Selon l’étude, les salariés français semblent également mal évaluer l’impact du numérique sur l’emploi et la nécessité d’acquérir de nouvelles compétences. Alors que 85 % des emplois de 2030 n’existent pas encore, seuls 34 % d’entre eux ressentent l’urgence de se former. Alors qu’au niveau mondial, c’est près d’une personne sur deux (47 %) qui ressent la nécessité de se former pour faire évoluer ses compétences face à l’impact du digital. « Notre responsabilité est collective pour leur faire prendre conscience de l’importance de la formation tout au long de la vie, afin d’assurer leur employabilité face aux transformations des métiers provoquées par le numérique », affirme Lucas Tourny.
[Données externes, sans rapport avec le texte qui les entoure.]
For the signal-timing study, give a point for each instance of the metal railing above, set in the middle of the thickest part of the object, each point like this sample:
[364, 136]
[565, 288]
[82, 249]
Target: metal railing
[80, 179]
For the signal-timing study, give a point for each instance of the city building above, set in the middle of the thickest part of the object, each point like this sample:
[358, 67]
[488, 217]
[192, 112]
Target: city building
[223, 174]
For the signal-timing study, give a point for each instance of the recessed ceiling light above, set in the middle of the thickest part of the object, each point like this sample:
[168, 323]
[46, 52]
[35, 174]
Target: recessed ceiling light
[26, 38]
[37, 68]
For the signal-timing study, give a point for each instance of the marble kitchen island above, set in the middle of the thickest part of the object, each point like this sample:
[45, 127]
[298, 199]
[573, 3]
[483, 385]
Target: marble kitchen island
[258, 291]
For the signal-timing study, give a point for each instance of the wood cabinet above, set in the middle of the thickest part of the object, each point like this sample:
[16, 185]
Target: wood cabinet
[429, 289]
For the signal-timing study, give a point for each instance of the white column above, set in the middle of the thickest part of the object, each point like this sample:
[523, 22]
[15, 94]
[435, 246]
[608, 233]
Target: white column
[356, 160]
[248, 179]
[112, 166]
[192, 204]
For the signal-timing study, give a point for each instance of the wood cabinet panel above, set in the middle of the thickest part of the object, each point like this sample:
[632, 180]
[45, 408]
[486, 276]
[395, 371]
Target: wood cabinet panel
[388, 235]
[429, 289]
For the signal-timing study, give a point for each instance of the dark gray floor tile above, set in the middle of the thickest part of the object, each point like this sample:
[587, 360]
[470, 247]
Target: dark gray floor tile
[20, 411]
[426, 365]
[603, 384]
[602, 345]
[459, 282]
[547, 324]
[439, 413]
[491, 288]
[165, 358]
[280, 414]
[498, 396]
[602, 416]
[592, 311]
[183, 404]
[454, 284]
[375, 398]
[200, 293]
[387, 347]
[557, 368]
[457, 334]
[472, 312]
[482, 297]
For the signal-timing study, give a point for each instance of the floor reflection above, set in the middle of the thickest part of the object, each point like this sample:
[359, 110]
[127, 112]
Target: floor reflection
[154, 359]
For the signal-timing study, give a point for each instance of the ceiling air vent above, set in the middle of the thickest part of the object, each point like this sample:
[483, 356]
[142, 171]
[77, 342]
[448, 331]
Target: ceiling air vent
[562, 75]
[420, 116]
Outre cette méconnaissance de l’impact du numérique sur les métiers, et de la nécessité de la formation, les salariés français sont aussi plus nombreux à considérer que c’est à leur employeur de les former. A la question « pensez-vous que c’est la responsabilité de votre employeur de vous former au numérique ? », près de 90 % des salariés français ont répondu par l’affirmative. L’Hexagone se situe au deuxième rang des pays les plus exigeants envers les patrons juste derrière la très étatique et centralisée Chine. En moyenne, pour l’ensemble des interrogés dans le monde, ce chiffre est de 76 %.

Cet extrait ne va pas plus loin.